Moving house, for whatever reason, can be pretty time and money consuming, particularly when you’re flying from your parents’ nest from the first time. Once you’ve found your new home and paid the bills, here’s some simple tips to save yourself some extra cash to go towards that fancy refrigerator with the water dispenser you’ve always wanted (they’re so cool, no pun intended).
Free furniture isn’t hard to come by
Suburban streets are quite often littered with side tables, chairs, lounges and desks. Sure, they might be a bit ugly or need a good clean and a coat of paint, but ugly furniture is better than no furniture, and a free cupboard will do the trick until you pay off laybys on furniture you actually want.
Grab as much sidewalk furniture as you can. Search Gumtree and local ‘Buy Swap Sell’ groups on Facebook to snag some quick bargains, and ask friends, family and work colleagues, because more often than not, most people have an old lounge or table in the garage they don’t want anymore but that’s too good to throw out.
Use your contacts
Don’t spend hundreds hiring a removal truck when it’s just as easy to do it yourself. Everyone knows someone with a ute or a van who will probably agree to moving a lounge in exchange for a slab of beer. Don’t be afraid to ask around, particularly if someone owes you a favour. Make a good first impression with your neighbours too, especially if you’re moving into an apartment block – you could always use someone to help move furniture or offer advice about settling into the area.
Organisation is key
Plan your grocery shopping in a list and stick to it! Avoid impulse buys in the supermarket, because you can live without that $12 tub of choc-mint ice cream. In saying that, if weekly essentials like shampoo are suddenly half price, allow some room in your grocery budget to buy in bulk, particularly if you have the storage space.
Budget budget budget!
It’s crucial you plan how much money is going towards day-to-day life and how much you can afford to spend on going out and entertainment. Microsoft Excel has a range of really great budgeting templates to get you started, or use an online budget planner like this one.

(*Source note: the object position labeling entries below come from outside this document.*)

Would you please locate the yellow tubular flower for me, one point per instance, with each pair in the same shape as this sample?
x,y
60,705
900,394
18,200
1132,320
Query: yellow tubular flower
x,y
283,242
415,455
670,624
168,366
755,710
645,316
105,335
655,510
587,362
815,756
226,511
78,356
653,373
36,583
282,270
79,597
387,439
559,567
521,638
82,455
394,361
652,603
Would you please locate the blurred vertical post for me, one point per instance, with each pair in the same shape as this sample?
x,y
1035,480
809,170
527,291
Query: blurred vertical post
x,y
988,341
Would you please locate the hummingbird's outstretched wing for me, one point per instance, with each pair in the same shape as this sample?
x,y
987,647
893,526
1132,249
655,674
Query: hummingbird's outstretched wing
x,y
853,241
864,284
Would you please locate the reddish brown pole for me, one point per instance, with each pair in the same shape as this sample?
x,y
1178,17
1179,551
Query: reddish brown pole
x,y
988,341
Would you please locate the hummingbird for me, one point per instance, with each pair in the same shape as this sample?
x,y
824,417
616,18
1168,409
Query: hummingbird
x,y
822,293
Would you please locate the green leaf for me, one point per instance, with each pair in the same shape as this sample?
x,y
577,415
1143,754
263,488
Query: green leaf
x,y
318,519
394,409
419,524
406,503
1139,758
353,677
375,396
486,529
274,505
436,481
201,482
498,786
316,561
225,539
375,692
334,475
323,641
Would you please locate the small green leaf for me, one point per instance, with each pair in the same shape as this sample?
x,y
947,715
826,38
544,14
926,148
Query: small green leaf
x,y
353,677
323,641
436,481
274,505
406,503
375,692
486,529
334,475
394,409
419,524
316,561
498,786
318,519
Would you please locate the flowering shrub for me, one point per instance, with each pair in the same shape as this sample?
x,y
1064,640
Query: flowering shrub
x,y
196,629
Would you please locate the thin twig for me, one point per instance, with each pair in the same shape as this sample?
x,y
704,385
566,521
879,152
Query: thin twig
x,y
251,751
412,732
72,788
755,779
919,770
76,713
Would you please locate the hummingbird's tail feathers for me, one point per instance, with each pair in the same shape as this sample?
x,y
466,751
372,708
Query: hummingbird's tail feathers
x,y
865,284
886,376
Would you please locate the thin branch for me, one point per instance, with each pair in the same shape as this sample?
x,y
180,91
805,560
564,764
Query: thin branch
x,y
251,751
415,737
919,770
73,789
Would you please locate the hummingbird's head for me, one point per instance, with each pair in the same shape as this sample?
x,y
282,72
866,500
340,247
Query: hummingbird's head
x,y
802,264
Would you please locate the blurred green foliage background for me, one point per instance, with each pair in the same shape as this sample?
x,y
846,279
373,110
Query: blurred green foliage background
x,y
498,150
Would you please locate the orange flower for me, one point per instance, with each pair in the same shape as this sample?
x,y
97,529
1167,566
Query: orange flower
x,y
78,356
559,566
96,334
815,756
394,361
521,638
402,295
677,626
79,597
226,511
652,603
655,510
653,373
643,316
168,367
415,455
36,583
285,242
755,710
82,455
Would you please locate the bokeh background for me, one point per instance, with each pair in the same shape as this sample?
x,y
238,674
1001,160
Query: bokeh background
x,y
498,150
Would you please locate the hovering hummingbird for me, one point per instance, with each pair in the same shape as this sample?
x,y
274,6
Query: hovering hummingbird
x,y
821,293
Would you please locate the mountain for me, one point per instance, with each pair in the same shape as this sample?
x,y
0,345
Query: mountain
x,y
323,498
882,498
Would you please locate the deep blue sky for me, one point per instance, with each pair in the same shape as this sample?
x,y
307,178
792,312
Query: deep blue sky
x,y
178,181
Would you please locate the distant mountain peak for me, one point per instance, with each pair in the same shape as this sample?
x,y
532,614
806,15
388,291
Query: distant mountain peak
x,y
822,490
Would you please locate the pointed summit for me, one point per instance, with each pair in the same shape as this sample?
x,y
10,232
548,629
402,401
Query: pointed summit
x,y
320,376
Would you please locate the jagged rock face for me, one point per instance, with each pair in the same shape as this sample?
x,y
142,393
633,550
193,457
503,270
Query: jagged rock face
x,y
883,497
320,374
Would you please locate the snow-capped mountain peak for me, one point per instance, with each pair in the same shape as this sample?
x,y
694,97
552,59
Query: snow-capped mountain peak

Make sure you’ve saved plenty of money before you even decide to move out, and try to avoid loans and credit cards if possible. If you need to move out but can’t afford a place of your own, contact your local housing authority to see if there’s any financial assistance they can offer:
- ACT – Housing and Community Services
- NSW – Housing NSW
- Northern Territory – Territory Housing
- Queensland – Housing and Homelessness Services
- South Australia – Department for Communities & Social Inclusion
- Tasmania – Housing Tasmania
- Victoria – Office of Housing
- Western Australia – Department of Housing
Yes, I know you can’t wait to buy indoor plants and scented candles for your new home, but a fridge and a bed are more important. When you’re flicking through catalogues and window shopping for furniture, keep focused on what you’re actually looking for. It’s easy to be distracted by decor and homewares, or the thought of replacing all your towels and bedsheets in a fresh colour scheme, but stick to your budget and buy only what you really need – once you’ve put away some money over a few months, then you can start to upgrade everything.
Be prepared to live without luxuries
Say goodbye to $200 concert tickets (unless it’s Taylor Swift, because her concerts are a necessity) and get used to having to save your money to pay the electricity bill. If you’re starting off with next to nothing, you may be sleeping on a blow up mattress and sitting on camping chairs and keeping your milk in a cooler bag for a week or so, until you get yourself some furniture and appliances. Camping in your lounge room isn’t that bad, right? At least you still have somewhere to charge your phone!
While moving can be costly, don’t let the money put you off. A new home and a fresh environment is sometimes all we need. And if you’re moving out of your family’s home for the first time, remember they’re only a phone call away.